Haiku's apparent pedantry is often **scope inflation under loose
prompts**. When you say "tell me what's wrong with this code," Haiku
reaches for the structure it knows: a finding, then a fix, then
"additional considerations." That is not Haiku being stubborn — it is
Haiku trying to be useful in an under-specified space.

Tight output schemas erase the pedantry without erasing the
correctness. If you find yourself frustrated with Haiku adding too
much, the fix is usually two lines:
1. "Output exactly N items / words / lines."
2. "Do not add explanations, fixes, or caveats unless asked."

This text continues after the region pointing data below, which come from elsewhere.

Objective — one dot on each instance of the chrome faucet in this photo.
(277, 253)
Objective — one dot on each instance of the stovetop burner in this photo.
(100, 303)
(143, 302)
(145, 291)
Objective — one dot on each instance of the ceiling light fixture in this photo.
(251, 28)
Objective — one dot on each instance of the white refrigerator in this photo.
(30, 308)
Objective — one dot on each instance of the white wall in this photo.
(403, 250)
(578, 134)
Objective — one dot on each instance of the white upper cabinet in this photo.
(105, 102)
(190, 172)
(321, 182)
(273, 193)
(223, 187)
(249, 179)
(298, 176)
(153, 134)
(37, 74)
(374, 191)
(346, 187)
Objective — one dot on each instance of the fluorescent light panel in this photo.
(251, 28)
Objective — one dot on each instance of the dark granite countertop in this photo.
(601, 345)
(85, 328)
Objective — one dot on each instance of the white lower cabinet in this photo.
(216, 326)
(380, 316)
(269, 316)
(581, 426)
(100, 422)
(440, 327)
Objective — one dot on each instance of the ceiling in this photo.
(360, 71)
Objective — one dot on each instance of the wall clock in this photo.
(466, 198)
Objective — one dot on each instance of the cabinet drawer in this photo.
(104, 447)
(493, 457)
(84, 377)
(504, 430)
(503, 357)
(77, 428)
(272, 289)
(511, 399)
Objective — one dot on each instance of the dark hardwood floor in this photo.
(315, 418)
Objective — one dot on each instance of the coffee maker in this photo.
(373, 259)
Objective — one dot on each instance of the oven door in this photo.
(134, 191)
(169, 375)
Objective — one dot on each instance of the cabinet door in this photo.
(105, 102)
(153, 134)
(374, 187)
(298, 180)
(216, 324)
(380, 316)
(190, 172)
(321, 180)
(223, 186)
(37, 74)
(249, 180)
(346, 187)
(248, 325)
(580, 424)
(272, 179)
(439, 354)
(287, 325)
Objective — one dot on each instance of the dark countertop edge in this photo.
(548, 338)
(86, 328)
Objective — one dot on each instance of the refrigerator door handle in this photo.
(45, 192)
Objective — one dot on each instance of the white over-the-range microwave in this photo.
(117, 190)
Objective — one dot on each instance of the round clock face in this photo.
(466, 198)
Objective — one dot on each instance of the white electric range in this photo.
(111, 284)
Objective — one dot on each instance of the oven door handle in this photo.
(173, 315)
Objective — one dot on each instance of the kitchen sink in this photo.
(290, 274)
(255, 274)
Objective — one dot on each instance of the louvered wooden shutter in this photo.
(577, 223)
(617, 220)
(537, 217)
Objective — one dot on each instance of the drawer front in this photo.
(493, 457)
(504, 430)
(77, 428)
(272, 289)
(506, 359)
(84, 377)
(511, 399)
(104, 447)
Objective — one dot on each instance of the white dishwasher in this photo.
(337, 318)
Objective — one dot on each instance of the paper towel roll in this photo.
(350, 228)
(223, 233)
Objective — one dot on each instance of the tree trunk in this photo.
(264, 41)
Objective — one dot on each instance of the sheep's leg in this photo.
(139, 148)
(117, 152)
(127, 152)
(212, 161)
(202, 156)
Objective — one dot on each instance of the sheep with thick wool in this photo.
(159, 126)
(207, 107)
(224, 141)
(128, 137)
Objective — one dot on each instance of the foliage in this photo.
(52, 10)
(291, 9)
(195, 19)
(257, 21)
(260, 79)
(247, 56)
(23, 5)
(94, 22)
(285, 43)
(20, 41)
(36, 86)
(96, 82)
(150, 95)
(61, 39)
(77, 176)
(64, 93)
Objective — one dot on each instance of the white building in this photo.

## When to escalate to Sonnet 4.6

Sonnet is Haiku's reliable upgrade for the same tasks at ~4× the cost.
Reach for it when:

- The task **requires the model to ignore false signal** (red-herring
  fields, attempted prompt injection in user-provided content, distractor
  examples). Haiku attends too uniformly to position-front content;
  Sonnet weighs context better.
- The task is **judgment-shaped but the rubric is hard to articulate**
  (taste, register, "does this read well"). Sonnet has more
  interpretive headroom; down-skilling won't recover this for Haiku.
- The work is **multi-step** and intermediate constraints must
  persist across steps. Haiku drops constraints by step 3-4 of any
  procedure. Sonnet holds them through 6-8 reliably.
- You can only do **one shot, no retries** (background batch jobs,
  things you can't iterate on). The reliability gap matters most when
  the cost of being wrong is asymmetric.

Sonnet is not Opus, though — for novel reasoning, multi-document
synthesis, or tasks where the model has to construct the procedure
rather than execute one, escalate further.

## Practical workflow

When you have a candidate task for Haiku:

1. **Write the vanilla prompt first.** This is your baseline.
2. **Run it once on Sonnet (or Opus).** This is your ground truth.
3. **Run it on Haiku without down-skilling.** Compare to ground truth.
   - If they match, ship the vanilla Haiku. Don't over-engineer.
   - If they differ, identify the failure mode.
4. **Down-skill against that specific failure.** Don't apply the full
   down-skilling template by default — apply the parts that address
   what actually broke.
5. **Re-run Haiku. Re-compare.** If it still misses, accept that the
   task isn't a Haiku task. Use Sonnet.

The instinct to skip step 1 (go straight to down-skilled) is a trap.
A heavy down-skilled prompt for a task Haiku could do in one line is
wasted effort; a heavy prompt for a task Haiku can't do at all is
wasted dollars.

## What's still unmeasured

The n=20 run answered the variance question (vanilla Task 1's
"FEATURE_REQUEST for B" turned out to be a 25% minority, not the
default; the markdown drift and scope creep on Tasks 1–2 are
100%-deterministic patterns, not lucky flukes). Remaining gaps:

- **Sonnet 4.6 head-to-head.** Add Sonnet to all six cells. Does
  vanilla Sonnet beat down-skilled Haiku, making the down-skilling
  work unnecessary at Sonnet tier? For Task 3 specifically — where
  down-skilling now looks actively harmful — Sonnet may be the right
  default.
- **The "register hazard" generality.** Does Haiku invent in other
  domains (code, data, summarization) when down-skilling rewards
  specificity? Or is it specific to voice-rewrite, where the input is
  *abstract enough that there's room to invent*? An extraction task
  with a concrete source would discriminate.
- **A/B on the example set itself.** Re-run Task 3 down-skilling with
  examples that demonstrate *non-invention* explicitly — input has
  specifics, output preserves them, plus a negative example tagged
  BAD. If the hallucination rate drops from 95% to something like
  20% (the vanilla rate), that confirms the examples are causal and
  the down-skilling skill needs a "demonstrate the negative" rule.
- **Multi-turn tasks.** All single-shot here.
- **Tool-using tasks.** Haiku with a real tool budget is a different
  animal. Worth a separate probe.

Each of those is one experiment away.